The booster should be offered no earlier than six months after a patient’s second COVID-19 vaccination, with health secretary Sajid Javid confirming in a speech made in the House of Commons on 14 September 2021 that some patients would begin receiving offers for their additional dose from the following week.
In guidance issued on 14 September 2021, the Joint Committee on Vaccination and Immunisation (JCVI) said the additional dose would maintain a “high level of protection [against COVID-19] through the coming winter”.
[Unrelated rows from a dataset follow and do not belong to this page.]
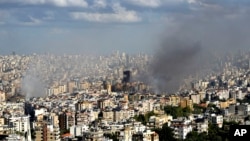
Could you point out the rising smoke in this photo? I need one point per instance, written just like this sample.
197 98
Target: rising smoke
197 41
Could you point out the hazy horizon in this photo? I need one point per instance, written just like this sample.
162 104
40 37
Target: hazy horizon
101 26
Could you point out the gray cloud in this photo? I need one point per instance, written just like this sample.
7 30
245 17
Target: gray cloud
198 39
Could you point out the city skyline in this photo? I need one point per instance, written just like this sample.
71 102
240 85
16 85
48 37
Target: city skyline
101 26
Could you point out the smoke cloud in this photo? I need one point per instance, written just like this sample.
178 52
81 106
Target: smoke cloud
32 87
196 41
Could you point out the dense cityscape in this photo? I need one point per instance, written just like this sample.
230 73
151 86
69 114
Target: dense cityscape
124 70
101 98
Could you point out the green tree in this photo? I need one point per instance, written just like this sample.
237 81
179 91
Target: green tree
195 136
165 133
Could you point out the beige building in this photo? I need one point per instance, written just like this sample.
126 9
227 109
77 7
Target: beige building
186 102
174 100
2 96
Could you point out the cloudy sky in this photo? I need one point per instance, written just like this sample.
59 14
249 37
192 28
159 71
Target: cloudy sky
101 26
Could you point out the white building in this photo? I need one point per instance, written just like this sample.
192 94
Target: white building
21 124
217 119
78 130
181 127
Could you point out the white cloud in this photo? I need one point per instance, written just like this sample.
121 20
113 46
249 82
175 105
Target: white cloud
100 4
59 3
154 3
146 3
33 21
120 15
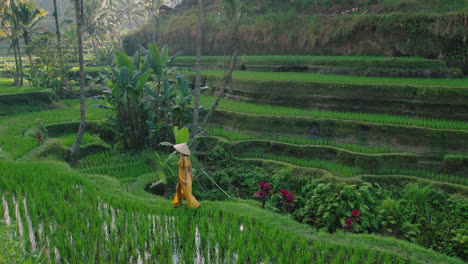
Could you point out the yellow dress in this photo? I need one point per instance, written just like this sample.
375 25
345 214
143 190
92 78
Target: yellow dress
185 189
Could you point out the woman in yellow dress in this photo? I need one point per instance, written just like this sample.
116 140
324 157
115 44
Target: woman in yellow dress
184 183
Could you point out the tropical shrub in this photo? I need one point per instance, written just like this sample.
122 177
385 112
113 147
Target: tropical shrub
263 193
328 205
46 69
147 97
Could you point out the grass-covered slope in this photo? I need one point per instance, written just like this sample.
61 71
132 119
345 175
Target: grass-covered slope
342 65
385 28
436 98
67 218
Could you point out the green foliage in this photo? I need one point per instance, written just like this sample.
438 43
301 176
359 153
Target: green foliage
327 205
428 217
321 78
47 71
181 135
10 247
147 96
238 136
270 110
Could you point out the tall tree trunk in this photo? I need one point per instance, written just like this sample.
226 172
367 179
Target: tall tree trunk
63 78
196 108
20 62
16 75
27 41
226 80
79 21
153 14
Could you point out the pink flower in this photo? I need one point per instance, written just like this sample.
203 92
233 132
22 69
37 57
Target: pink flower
355 213
290 197
260 194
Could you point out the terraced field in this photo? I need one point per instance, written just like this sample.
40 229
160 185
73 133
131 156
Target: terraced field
44 197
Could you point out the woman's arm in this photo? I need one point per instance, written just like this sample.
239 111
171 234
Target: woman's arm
186 174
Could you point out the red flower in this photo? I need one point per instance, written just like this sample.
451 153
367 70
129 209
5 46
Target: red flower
290 197
260 194
264 186
355 213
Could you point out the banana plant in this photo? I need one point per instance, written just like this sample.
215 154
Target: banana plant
148 97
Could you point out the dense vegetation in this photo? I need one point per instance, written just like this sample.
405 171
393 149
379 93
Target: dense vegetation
296 159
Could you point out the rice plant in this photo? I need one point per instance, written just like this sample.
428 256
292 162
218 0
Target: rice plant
257 109
67 219
12 128
238 136
325 78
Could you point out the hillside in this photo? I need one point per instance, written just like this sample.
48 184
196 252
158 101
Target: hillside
388 28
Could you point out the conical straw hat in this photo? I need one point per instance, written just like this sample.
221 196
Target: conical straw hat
182 148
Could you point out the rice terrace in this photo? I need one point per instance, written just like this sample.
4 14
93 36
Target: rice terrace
234 131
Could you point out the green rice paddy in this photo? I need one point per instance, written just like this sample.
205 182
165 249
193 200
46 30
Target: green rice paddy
310 77
269 110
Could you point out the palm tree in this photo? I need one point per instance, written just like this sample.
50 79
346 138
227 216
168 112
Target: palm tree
59 49
234 11
196 108
96 19
79 22
9 27
28 15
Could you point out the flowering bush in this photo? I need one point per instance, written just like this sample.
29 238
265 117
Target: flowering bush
262 194
349 222
288 199
39 138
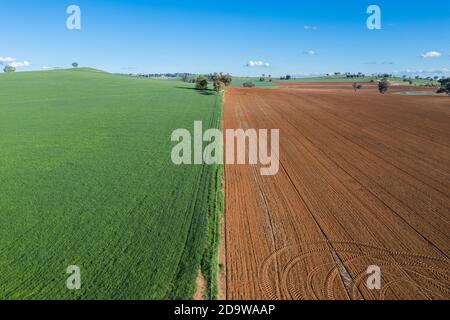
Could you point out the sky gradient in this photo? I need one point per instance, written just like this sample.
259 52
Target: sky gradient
293 37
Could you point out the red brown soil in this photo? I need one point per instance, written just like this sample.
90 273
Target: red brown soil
364 180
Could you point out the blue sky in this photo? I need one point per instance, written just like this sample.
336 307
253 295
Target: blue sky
206 36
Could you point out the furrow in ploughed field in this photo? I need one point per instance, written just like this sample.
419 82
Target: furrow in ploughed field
355 188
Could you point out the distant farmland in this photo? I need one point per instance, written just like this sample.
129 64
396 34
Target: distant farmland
87 180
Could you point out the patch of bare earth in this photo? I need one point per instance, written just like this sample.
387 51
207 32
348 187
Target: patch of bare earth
364 180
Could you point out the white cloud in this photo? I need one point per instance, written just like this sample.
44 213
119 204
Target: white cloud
431 54
308 28
20 64
6 60
10 61
253 64
310 52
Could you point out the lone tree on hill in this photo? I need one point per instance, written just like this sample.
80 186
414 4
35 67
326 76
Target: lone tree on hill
8 69
219 86
356 86
384 85
201 83
445 86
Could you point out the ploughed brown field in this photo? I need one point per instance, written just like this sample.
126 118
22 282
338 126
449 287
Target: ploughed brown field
364 180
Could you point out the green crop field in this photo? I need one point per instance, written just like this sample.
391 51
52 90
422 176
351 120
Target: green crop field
87 180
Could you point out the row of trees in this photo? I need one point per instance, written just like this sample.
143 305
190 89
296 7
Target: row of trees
383 86
219 80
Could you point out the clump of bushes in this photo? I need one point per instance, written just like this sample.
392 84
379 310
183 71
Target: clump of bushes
220 80
384 85
201 83
445 86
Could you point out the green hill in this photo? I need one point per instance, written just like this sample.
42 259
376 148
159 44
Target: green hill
87 180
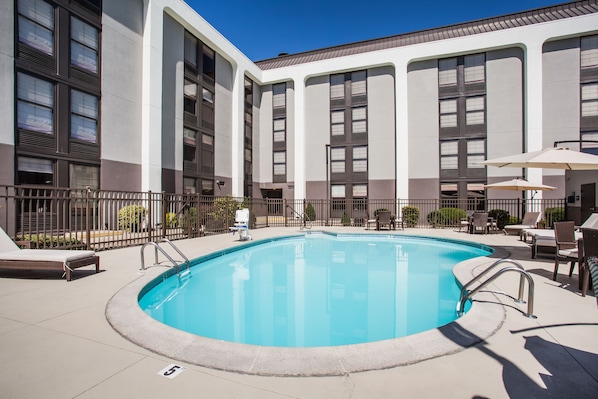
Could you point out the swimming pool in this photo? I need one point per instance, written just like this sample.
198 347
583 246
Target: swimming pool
315 290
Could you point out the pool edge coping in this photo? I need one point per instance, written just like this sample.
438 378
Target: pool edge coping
484 319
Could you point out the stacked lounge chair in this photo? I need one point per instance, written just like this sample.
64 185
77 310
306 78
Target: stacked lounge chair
12 257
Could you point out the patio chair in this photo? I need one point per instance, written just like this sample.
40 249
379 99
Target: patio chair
369 221
530 221
383 219
480 222
241 224
566 246
589 272
14 258
465 222
543 239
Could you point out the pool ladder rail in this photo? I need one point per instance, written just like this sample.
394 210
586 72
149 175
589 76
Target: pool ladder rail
175 264
467 294
307 223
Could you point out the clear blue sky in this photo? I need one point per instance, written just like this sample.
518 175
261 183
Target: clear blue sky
264 28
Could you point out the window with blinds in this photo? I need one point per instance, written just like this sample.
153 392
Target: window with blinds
36 25
84 45
35 104
589 52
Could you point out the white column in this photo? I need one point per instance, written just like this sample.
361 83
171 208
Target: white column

The booster dose will be offered to all those who were vaccinated during ‘phase 1’ of the COVID-19 vaccination programme, in the same order of cohorts as was offered for the first two doses the of the vaccine.
This approach marks a change from interim guidance published by the JCVI in June 2021, which suggested the booster jab be offered in two stages.
“Persons vaccinated early during phase 1 will have completed their primary course approximately six months ago,” the guidance says. “Therefore, it would be appropriate for the booster vaccine programme to begin in September 2021, as soon as is operationally practicable.”
Addressing the House of Commons, Javid confirmed that booster jabs will be offered in line with the JCVI’s advice “from next week”.
“The NHS will contact people at the right time and nobody needs to come forward at this point,” he said.
The latest JCVI guidance also specifies a preference for the Pfizer/BioNTech vaccines to be administered as a booster jab, “irrespective of which product was used in the primary schedule”.
“Alternatively, individuals may be offered a half dose (50µg) of the Moderna vaccine, which should be well tolerated and is also likely to provide a strong booster response,” the guidance says.
Both the Pfizer/BioNTech and Moderna vaccines are mRNA-based COVID-19 vaccines.
“A half dose of Moderna vaccine is advised over a full dose due to the levels of reactogenicity seen following boosting with a full dose within the COV-BOOST trial,” the JCVI guidance explains.
The COV-BOOST trial, led by University Hospital Southampton NHS Foundation Trust and backed by government funding through the Vaccines Taskforce, has enrolled almost 3,000 participants to investigate which vaccines are most effective as a booster dose, depending on which vaccine was used to provide the initial two-dose course.
“Data from the COV-BOOST trial indicate that booster doses of COVID-19 vaccines are generally well tolerated and provide a substantial increase in vaccine-induced immune responses,” the guidance says.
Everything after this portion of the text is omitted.